The Clark family, visiting London from Washington state, USA, had a unique perspective on the incident. While sightseeing on the London Eye, they watched as firefighters tackled the flames. Paul Clark, accompanied by his wife Jiorgia and their four children, shared their concern for the safety of the artwork inside Somerset House. “It was sad to see,” Mr. Clark told the BBC. As a fan of Vincent Van Gogh, he was particularly relieved to learn that the painter’s famous Self-Portrait with Bandaged Ear had not been affected by the fire.

Blaze in the West Wing

The fire broke out around midday on Saturday in the west wing of Somerset House, a section of the building primarily used for offices and storage. Jonathan Reekie, director of Somerset House Trust, assured the public that “no valuable artefacts or artworks” were located in that part of the building. By Sunday, fire engines were still stationed outside as investigations into the fire’s origin continued.

About Somerset House

Located on the Strand in central London, Somerset House is a prominent arts venue with a rich history dating back to the Georgian era. Built on the site of a former Tudor palace, the complex is known for its iconic courtyard and is home to the Courtauld Gallery. The gallery houses a prestigious collection from the Samuel Courtauld Trust, showcasing masterpieces from the Middle Ages to the 20th century. Among the notable works are pieces by impressionist legends such as Edouard Manet, Claude Monet, Paul Cézanne, and Vincent Van Gogh.

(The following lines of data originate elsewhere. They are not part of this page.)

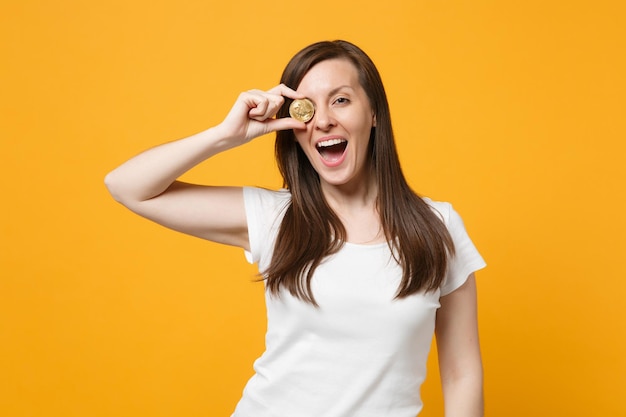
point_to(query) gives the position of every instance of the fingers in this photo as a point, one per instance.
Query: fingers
(264, 105)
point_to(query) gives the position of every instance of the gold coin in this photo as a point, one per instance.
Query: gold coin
(302, 109)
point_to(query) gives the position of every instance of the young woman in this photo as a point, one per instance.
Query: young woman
(360, 271)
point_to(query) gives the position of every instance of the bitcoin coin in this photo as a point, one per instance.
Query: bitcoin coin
(302, 109)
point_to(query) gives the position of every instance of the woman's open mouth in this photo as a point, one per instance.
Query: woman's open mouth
(332, 150)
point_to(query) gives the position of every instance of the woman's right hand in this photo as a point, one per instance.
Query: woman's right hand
(253, 115)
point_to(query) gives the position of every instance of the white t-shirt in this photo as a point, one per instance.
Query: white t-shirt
(361, 353)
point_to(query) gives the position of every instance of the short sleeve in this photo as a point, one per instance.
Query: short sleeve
(264, 210)
(466, 259)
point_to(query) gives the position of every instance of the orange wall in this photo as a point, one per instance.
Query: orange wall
(514, 111)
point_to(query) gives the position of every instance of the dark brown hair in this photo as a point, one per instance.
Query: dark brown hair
(311, 230)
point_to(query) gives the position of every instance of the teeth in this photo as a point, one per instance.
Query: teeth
(330, 142)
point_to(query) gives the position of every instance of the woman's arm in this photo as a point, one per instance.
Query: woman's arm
(458, 347)
(147, 184)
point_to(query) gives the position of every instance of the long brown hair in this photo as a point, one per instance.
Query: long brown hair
(311, 230)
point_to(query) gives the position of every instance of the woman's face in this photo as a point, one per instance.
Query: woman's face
(336, 140)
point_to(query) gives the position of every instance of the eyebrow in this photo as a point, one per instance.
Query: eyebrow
(337, 89)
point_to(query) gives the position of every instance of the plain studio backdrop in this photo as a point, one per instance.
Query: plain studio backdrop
(513, 111)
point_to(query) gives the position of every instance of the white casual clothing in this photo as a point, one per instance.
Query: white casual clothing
(361, 353)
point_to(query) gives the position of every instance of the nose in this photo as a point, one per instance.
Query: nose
(323, 119)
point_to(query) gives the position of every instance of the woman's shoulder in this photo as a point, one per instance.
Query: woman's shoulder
(441, 208)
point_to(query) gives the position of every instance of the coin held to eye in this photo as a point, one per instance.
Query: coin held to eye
(302, 109)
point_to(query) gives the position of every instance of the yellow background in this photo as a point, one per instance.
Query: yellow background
(514, 111)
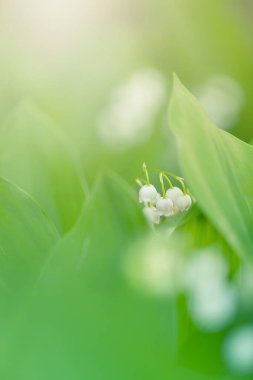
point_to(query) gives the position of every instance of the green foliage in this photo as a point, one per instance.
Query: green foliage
(35, 155)
(26, 236)
(218, 168)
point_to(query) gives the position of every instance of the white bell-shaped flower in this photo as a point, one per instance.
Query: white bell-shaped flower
(148, 194)
(164, 206)
(151, 215)
(174, 193)
(184, 202)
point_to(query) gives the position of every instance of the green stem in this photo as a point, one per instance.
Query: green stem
(144, 167)
(162, 185)
(168, 180)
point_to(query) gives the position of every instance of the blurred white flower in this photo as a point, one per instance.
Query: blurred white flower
(152, 267)
(222, 97)
(129, 116)
(164, 206)
(212, 299)
(151, 214)
(147, 193)
(238, 350)
(214, 305)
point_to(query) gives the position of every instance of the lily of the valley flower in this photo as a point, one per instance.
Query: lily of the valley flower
(172, 202)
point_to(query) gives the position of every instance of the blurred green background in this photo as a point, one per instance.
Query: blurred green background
(88, 291)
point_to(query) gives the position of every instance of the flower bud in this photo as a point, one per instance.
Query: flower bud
(164, 207)
(184, 202)
(147, 194)
(151, 215)
(174, 193)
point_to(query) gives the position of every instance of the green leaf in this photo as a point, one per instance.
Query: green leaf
(218, 168)
(26, 236)
(88, 321)
(35, 155)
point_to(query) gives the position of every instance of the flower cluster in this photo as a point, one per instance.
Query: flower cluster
(172, 202)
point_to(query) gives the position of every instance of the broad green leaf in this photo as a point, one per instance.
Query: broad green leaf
(88, 321)
(218, 168)
(35, 155)
(26, 236)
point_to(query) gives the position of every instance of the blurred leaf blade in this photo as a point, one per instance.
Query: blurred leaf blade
(35, 155)
(26, 237)
(82, 300)
(217, 167)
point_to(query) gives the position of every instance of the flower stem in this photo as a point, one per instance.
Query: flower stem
(162, 185)
(144, 167)
(168, 180)
(139, 182)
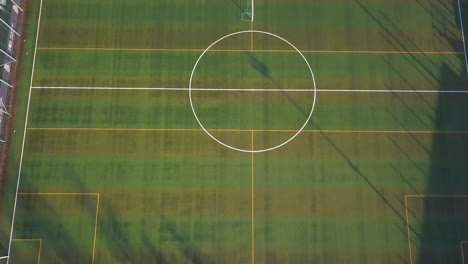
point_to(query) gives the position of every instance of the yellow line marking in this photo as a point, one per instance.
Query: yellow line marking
(463, 253)
(407, 218)
(253, 199)
(244, 130)
(435, 196)
(74, 194)
(248, 50)
(408, 231)
(56, 193)
(32, 240)
(95, 226)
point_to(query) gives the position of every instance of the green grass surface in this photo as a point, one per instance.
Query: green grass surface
(134, 166)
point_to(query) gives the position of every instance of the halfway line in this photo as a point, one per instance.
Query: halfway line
(249, 50)
(244, 130)
(249, 90)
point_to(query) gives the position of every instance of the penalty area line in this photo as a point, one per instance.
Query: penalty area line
(250, 90)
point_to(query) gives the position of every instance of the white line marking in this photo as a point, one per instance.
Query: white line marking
(248, 90)
(463, 36)
(24, 133)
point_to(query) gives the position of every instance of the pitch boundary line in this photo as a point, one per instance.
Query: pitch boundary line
(253, 197)
(32, 240)
(244, 130)
(463, 36)
(25, 130)
(463, 253)
(250, 50)
(246, 90)
(98, 201)
(407, 215)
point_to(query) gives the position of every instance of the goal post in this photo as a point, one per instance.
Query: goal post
(247, 10)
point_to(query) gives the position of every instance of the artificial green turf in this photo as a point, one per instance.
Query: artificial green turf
(177, 196)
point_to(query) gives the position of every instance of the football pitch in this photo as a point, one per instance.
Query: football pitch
(173, 131)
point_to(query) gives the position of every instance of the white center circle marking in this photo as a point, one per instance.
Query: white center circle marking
(247, 150)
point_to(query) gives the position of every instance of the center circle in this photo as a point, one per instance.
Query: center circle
(251, 32)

Somerset House regularly hosts cultural exhibitions and public events, including its popular winter ice skating sessions in the courtyard. However, for now, the venue remains partially closed as authorities ensure the safety of the site following the fire.

Art lovers and the Somerset House community can take solace in knowing that the invaluable collection remains unharmed, and the Courtauld Gallery continues to welcome visitors, offering a reprieve amid the disruption.